Adaptive testing algorithms for item pools calibrated under a unidimensional item 
response theory (IRT) model have been well investigated (e.g., Lord, 1980; Wainer, 1990), 
and several large-scale testing programs are in the process of introducing adaptive testing as 
an alternative to traditional paper-and-pencil tests. Since these programs need large item pools 
to guarantee measurement precision, in particular if measures to balance test content and 
control item exposure are implemented, violations of the assumption of unidimensionality of 
the item pool can be expected. Study of algorithms for adaptive testing under a 
multidimensional model seems therefore a timely matter. 

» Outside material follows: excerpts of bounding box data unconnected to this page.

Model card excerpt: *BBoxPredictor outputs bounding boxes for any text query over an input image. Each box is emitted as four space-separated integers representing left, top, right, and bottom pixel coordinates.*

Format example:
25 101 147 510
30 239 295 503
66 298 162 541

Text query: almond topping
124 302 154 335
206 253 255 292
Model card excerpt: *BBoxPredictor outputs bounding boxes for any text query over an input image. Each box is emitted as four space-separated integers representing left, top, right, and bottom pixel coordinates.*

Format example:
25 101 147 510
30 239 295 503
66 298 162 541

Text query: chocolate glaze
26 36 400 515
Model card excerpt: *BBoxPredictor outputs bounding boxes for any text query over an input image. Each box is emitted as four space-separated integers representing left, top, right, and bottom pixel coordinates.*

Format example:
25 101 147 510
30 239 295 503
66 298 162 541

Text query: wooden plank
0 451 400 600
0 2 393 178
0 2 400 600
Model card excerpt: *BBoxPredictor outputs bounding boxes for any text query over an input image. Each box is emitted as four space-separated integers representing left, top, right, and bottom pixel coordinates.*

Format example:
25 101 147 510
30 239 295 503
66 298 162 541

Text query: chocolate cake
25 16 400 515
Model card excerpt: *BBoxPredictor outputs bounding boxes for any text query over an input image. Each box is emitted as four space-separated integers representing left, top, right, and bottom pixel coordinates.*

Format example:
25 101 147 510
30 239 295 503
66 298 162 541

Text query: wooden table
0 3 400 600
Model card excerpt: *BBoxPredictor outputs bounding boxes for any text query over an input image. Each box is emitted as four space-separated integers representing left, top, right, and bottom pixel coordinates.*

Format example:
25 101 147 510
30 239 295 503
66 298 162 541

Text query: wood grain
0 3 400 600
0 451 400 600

The present paper is a sequel to van der Linden (1996) in which the problem of 
optimal assembly of a fixed test form from an item pool measuring multiple abilities is 
addressed. The emphasis in the work underlying this earlier paper was on an algorithm for 
assembling the fixed form to match optimally a set of targets for the (aymptotic) error 
variance functions for the abilities subject to a large variety of constraints on the composition 
of the test. It is the purpose of the present paper to study the use of the error variance as an 
item-selection criterion in tests with an adaptive format. Independent results on 
multidimensional adaptive testing are presented in Fan and Hsu (April, 1996) and Segall 
(1996). The interest in the former is in investigating the differences between item selection 
criteria based on various types of multivariate information measures rather than the error 
variance of the estimator(s). Also, these measures are evaluated over random sampling of 
correlated abilities. In the latter, the volumes of the confidence ellipsoid and the posterior 
credibility ellipsoid are proposed as multivariate item selection criteria. The posterior 
credibility ellipsoid is an attractive criterion because it allows for the possibility to build prior 
knowledge on dependencies between the ability variables into the item selection procedure. 
We will return to this point later in the paper. 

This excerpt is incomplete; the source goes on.